How do we measure the length of a helix?
- To measure a curved object, we cannot use a straight ruler, but we can use a flexible sewing ruler or a rope:
- Place the rope along the curve, marking the start and end points on the rope.
- Straighten the rope and measure the distance between the marks.
- This distance is the length of the curve.
About the picture: reference, CC BY-SA 2.0 (with added curve).
How long is a helix?
- Orient the cylinder vertically. A helix is longer than its horizontal displacement. For one full turn around the cylinder, the horizontal displacement is the circumference of the base: \[ 2\pi r < \text{Length (one turn)}\] where \(r\) is the cylinder's radius.

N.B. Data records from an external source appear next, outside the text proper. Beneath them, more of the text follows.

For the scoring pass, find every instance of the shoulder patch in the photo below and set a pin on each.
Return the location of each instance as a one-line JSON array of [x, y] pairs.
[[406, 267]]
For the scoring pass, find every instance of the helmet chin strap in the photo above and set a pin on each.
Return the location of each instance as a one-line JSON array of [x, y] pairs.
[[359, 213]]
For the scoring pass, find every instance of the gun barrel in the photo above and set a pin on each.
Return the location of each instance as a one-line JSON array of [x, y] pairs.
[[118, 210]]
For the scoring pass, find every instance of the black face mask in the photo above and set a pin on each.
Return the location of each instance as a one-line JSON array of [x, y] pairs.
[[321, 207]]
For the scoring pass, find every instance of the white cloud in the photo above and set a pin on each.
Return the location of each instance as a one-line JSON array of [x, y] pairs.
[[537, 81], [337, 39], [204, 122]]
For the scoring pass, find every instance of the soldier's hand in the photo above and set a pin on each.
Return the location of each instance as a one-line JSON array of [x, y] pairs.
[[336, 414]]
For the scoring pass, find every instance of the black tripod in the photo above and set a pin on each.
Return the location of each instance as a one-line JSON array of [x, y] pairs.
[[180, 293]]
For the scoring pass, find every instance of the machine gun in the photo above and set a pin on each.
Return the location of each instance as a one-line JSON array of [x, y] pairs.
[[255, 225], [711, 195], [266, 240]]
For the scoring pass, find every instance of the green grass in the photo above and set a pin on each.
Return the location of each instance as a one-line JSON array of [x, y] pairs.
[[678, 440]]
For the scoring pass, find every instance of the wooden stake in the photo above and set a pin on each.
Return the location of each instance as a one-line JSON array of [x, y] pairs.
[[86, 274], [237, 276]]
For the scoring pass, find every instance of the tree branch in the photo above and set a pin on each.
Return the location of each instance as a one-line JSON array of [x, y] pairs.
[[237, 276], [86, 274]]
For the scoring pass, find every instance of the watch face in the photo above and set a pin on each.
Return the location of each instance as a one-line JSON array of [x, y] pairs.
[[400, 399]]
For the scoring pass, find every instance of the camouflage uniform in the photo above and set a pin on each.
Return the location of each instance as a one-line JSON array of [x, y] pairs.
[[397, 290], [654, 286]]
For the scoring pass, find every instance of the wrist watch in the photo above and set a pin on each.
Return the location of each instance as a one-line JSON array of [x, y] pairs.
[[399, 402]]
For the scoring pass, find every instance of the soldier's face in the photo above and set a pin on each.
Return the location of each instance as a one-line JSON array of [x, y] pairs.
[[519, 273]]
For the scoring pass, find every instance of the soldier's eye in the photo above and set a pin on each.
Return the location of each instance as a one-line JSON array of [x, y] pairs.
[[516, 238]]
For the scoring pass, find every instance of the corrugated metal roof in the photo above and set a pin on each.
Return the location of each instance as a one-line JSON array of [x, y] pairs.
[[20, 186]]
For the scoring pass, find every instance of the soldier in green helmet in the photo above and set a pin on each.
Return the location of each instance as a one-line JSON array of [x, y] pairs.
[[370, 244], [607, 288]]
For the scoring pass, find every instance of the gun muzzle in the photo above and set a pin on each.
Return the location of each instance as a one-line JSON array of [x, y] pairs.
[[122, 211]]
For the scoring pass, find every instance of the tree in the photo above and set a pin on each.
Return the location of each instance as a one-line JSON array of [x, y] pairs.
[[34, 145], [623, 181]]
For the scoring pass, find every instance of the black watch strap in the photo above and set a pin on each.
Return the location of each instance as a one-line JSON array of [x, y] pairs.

- Moreover, the helix is shorter than the sum of its horizontal and vertical displacement (since it moves diagonally). For one turn: \[ \text{Length (one turn)} < 2\pi r + p \] where \(p\) is the helix pitch.
- The exact length of one turn of the helix is: \[\sqrt{(2\pi r)^2+p^2}\]
- We can calculate the length per turn, considering only one complete rotation around the cylinder axis. Using proportionality, this allows us to compute the length for any number of turns.
- Let \(N\) be the number of turns that a point makes along the helix. \(N\) can be any real number. The total length of the helix is: \[N \cdot \sqrt{(2\pi r)^2+p^2}\]
The formula for the length
- Unfolding the cylinder to a rectangle preserves lengths. The lenght of the helix corresponds to the total length of the segments in the rectangle:
- For one turn (cutting the cylinder at the start and end points), we obtain a single diagonal segment:
The length of the vertical side is the pitch (\(p\)), while the length of the horizontal side is the circumference of the cylinder basis (\(2\pi r\)). By the Pythagorean theorem, the length of the diagonal is: \[\sqrt{(2\pi r)^2+p^2}\]
Shortest curves on a cylinder
- A straight lined segment is the shortest curve in a plane connecting two points. But what is the shortest curve on a cylinder?
- Orient the cylinder vertically.
- If the two points are vertically aligned, the shortest curve is the vertical line segment connecting them.
- If the two points are at the same height, the shortest curve is the shorter (horizontal) circular arc connecting them (unless they are diametrically opposite).